O Departamento de Estado dos Estados Unidos publicou recentemente um relatório intitulado “Cuba: A Capital do Comunismo do Século XXI“. No anúncio oficial feito na rede social X, o Secretário de Estado Marco Rubio declarou que, por mais de seis décadas, o regime cubano teria sido o principal patrocinador do esquerdismo radical e do terceiromundismo dentro do território norte-americano, prometendo expor o que chamou de história de espionagem e subversão para a população dos Estados Unidos.
O movimento seguiu-se à realização da chamada “Ministerial sobre o Ressurgimento do Terrorismo Político”, evento organizado por Rubio que contou com discursos de nomes proeminentes da nova administração, como Scott Bessent, Kash Patel e Stephen Miller. Com sua retórica agressiva, Miller chegou a classificar os movimentos progressistas como um “câncer fatal para a civilização”, afirmando que as instituições ocidentais se tornaram “covardes” e exortando a defesa da nação com a mesma força empregada contra um invasor que entra em uma residência familiar.

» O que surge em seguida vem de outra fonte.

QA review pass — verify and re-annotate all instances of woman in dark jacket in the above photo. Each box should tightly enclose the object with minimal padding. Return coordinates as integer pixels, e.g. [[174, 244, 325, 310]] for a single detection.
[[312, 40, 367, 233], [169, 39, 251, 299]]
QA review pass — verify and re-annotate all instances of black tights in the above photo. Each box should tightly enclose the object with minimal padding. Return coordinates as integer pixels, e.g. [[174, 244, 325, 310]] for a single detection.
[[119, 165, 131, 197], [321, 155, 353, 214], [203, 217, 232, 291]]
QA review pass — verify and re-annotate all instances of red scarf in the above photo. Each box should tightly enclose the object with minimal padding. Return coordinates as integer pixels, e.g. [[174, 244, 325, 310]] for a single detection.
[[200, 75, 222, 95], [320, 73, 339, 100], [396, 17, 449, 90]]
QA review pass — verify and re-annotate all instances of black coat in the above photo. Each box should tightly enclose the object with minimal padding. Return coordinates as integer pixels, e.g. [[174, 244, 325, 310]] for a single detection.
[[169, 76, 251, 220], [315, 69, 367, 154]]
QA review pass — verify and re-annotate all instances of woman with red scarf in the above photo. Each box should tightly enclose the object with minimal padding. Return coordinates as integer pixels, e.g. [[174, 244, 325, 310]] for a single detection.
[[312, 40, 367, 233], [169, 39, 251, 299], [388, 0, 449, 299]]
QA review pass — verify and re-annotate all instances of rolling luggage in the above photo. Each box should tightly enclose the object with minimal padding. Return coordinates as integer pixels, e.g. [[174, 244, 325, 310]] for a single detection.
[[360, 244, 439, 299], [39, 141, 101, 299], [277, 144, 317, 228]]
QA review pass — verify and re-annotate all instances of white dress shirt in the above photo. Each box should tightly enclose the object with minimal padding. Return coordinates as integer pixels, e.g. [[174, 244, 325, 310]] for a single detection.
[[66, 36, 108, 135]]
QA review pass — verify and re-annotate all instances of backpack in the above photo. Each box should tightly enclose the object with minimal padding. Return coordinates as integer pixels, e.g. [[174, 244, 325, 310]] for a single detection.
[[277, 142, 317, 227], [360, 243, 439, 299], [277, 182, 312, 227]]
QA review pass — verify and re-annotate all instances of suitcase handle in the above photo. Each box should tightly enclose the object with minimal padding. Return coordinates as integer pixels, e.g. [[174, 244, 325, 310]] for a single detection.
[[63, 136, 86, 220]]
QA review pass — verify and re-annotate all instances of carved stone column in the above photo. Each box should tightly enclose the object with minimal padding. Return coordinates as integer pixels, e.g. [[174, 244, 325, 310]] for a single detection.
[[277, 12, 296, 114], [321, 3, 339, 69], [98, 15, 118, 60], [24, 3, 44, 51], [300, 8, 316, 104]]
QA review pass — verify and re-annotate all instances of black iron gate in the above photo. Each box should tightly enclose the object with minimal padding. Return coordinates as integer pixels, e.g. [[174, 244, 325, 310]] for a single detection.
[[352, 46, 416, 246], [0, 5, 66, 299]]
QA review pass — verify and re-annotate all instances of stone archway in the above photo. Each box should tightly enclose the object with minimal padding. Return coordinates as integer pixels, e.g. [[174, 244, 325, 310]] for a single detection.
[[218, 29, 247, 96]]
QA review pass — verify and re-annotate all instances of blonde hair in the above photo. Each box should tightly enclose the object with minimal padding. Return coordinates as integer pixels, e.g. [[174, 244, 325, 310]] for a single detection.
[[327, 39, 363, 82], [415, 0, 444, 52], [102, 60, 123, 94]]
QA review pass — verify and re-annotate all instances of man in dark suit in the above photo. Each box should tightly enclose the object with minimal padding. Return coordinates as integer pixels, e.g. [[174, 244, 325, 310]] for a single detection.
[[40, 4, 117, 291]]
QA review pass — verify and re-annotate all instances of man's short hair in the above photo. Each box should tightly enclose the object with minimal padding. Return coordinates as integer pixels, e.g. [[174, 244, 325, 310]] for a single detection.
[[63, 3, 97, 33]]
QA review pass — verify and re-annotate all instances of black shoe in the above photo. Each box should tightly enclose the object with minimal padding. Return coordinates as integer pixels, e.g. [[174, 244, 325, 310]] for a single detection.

O relatório governamental mira explicitamente organizadores da esquerda democrática interna, como os Socialistas Democráticos da América (DSA). Embora o próprio documento seja forçado a admitir que a organização possui compromissos ideológicos orgânicos e não foi moldada por controle direto de Havana, insiste em enquadrá-la em supostas redes de influência por conta de delegações enviadas à ilha. A combinação entre desqualificação das garantias constitucionais, ameaças formais de designação de grupos de esquerda como organizações terroristas e menções explícitas a investigações nos moldes das listas negras da Guerra Fria acendeu o alerta sobre a preparação de um clima sufocante de repressão política interna.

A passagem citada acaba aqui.